D:\Anaconda\lib\site-packages\hiplot\ipython.py in display_exp(xp, force_full_width)
173 displayed_xp = IPythonExperimentDisplayed(xp, comm_id)
174 index_html = make_experiment_standalone_page(options={
--> 175 'experiment': xp._asdict(),
176 })
177 jupyter_render_iframe(

D:\Anaconda\lib\site-packages\hiplot\render.py in make_experiment_standalone_page(options)
78 hiplot_options.update(options)
79
---> 80 index_html = html_inlinize(get_index_html_template())
81 index_html = index_html.replace(
82 "/ON_LOAD_SCRIPT_INJECT/",

D:\Anaconda\lib\site-packages\hiplot\render.py in html_inlinize(html, replace_local)
63 file = Path(static_root, src)
64 new_tag = soup.new_tag("script")
---> 65 new_tag.string = file.read_text()
66 i.replace_with(new_tag)
67 return str(soup)

D:\Anaconda\lib\pathlib.py in read_text(self, encoding, errors)
1205 """
1206 with self.open(mode='r', encoding="utf-8", errors=errors) as f:
-> 1207 return f.read()
1208
1209 def write_bytes(self, data):

D:\Anaconda\lib\encodings\cp1254.py in decode(self, input, final)
21 class IncrementalDecoder(codecs.IncrementalDecoder):
22 def decode(self, input, final=False):
---> 23 return codecs.charmap_decode(input,self.errors,decoding_table)[0]
24
25 class StreamWriter(Codec,codecs.StreamWriter):

UnicodeDecodeError: 'charmap' codec can't decode byte 0x9e in position 122350: character maps to `

this is my full track.

  • Yes, i use Jupyter Notebook
  • i have Windows10

@danthe3rd
Copy link
Contributor

Thank you for the details!

It looks like it's trying to read the hiplot.bundle.js file with the cp1254 charmap (instead of utf-8). I think this should be a minimal code to reproduce the issue

from pathlib import Path
import hiplot as hip
bundle_js = hip.__file__.split('__init__')[0] + 'static/built/hiplot.bundle.js'
text = Path(bundle_js).read_text()  # This should trigger the same UnicodeDecodeError

If you replace the last line with text = Path(bundle_js).read_text(encoding="utf-8") , it should fix the error I assume. Can you try that? Otherwise I'll try to get access to a windows machine to reproduce the bug myself :)
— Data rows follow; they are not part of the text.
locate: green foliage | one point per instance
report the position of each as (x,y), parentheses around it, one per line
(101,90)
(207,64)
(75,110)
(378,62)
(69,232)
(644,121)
Looking at your trace, it looks like you modified pathlib.py to force an utf-8 encoding, however somehow it is still using cp1254. Did you restart the notebook kernel after you made the change?

Thank you!

@danthe3rd danthe3rd changed the title UnicodeDecodeError [Windows] UnicodeDecodeError Feb 1, 2020
@danthe3rd
Copy link
Contributor

I managed to reproduce the issue on windows in the CI. Adding the encoding="utf-8" fixes it indeed :)
I'll push version 0.1.2 with this fix today

@danthe3rd
Copy link
Contributor

Version 0.1.2 has just been pushed, which should solve this issue for Windows users. Updating (pip install -U hiplot) and restarting your notebook (kernel) should fix the problem.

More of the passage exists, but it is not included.